L’article 700 du code de procédure civile prévoit que le juge condamne la partie tenue aux dépens ou qui perd son procès à payer à l’autre partie la somme qu’il détermine au titre des frais exposés et non compris dans les dépens, en tenant compte de l’équité ou de la situation économique de la partie condamnée, et que le juge peut, pour ces mêmes raisons, dire qu’il n’y a pas lieu à condamnation.
Il serait inéquitable de laisser à la charge de Mme [X] [E] et M. [U] [B] les frais qu’ils ont dû engager pour faire valoir leurs droits, c’est pourquoi la SAS EOS France sera condamnée à leur payer une indemnité que l’équité commande de fixer à la somme de 800 euros sur le fondement de l’article 700 du code de procédure civile.

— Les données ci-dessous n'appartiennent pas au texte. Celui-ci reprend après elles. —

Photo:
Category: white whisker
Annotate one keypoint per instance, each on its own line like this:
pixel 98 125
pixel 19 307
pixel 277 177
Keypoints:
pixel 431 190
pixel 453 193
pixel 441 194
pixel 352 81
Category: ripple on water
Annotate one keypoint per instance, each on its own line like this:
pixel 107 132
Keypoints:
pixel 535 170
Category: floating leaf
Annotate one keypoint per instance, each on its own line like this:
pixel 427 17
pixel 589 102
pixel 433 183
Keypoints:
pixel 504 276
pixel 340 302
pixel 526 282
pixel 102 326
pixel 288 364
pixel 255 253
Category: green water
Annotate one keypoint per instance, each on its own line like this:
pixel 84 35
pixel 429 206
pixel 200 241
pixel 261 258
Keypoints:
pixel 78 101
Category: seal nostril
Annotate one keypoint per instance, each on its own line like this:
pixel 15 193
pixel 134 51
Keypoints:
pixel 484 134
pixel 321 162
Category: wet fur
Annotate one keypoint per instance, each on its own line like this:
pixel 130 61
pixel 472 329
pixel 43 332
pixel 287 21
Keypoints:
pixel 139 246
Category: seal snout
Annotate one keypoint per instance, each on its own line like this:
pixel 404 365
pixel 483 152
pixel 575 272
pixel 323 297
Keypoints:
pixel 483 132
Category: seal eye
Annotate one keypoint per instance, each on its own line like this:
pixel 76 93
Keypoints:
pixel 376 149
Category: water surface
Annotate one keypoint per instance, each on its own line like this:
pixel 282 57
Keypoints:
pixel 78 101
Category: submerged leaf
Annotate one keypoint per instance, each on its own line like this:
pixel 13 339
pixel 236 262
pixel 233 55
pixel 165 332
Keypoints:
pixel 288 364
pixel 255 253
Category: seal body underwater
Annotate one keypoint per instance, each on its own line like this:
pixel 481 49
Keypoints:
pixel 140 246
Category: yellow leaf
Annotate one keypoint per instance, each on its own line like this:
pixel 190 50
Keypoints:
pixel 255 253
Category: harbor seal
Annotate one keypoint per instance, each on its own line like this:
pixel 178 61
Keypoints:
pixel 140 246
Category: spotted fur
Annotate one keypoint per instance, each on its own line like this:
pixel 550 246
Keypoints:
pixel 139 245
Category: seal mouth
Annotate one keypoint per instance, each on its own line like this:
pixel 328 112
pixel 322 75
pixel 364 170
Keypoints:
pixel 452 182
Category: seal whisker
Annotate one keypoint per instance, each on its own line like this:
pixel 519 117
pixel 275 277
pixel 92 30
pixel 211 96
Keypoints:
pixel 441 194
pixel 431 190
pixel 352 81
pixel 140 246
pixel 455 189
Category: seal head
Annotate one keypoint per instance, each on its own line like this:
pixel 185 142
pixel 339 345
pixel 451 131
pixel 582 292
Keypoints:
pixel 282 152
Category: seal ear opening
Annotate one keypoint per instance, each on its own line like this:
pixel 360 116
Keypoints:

La présente décision est exécutoire de plein droit en vertu de l’article R. 121-21 du code des procédures civiles d’exécution.
PAR CES MOTIFS
Le juge de l’exécution,
statuant par jugement d’orientation public par mise à disposition au greffe, en premier ressort, contradictoire,
Constate que le désistement d’instance de la SAS EOS France, agissant en qualité de représentant recouvreur du Fonds Commun de Titrisation Fedinvest III, représenté par la SAS France Titrisation en qualité de société de gestion, n’est pas parfait ;
Constate que la SAS EOS France, agissant en qualité de représentant recouvreur du Fonds Commun de Titrisation Fedinvest III, représenté par la SAS France Titrisation en qualité de société de gestion, ne présente aucune demande à titre principal ;
Déboute Mme [X] [E] et M. [U] [B] de leur demande de dommages et intérêts pour procédure abusive ;
Condamne la SAS EOS France agissant en qualité de représentant recouvreur du Fonds Commun de Titrisation Fedinvest III, représenté par la SAS France Titrisation en qualité de société de gestion, aux dépens, incluant notamment les frais de commandement de payer valant saisie immobilière ;
Condamne la SAS EOS France agissant en qualité de représentant recouvreur du Fonds Commun de Titrisation Fedinvest III, représenté par la SAS France Titrisation en qualité de société de gestion, à payer à Mme [X] [E] et M. [U] [B] la somme de 800 euros en application de l’article 700 du code de procédure civile ;
Rappelle que la présente décision est exécutoire de plein droit.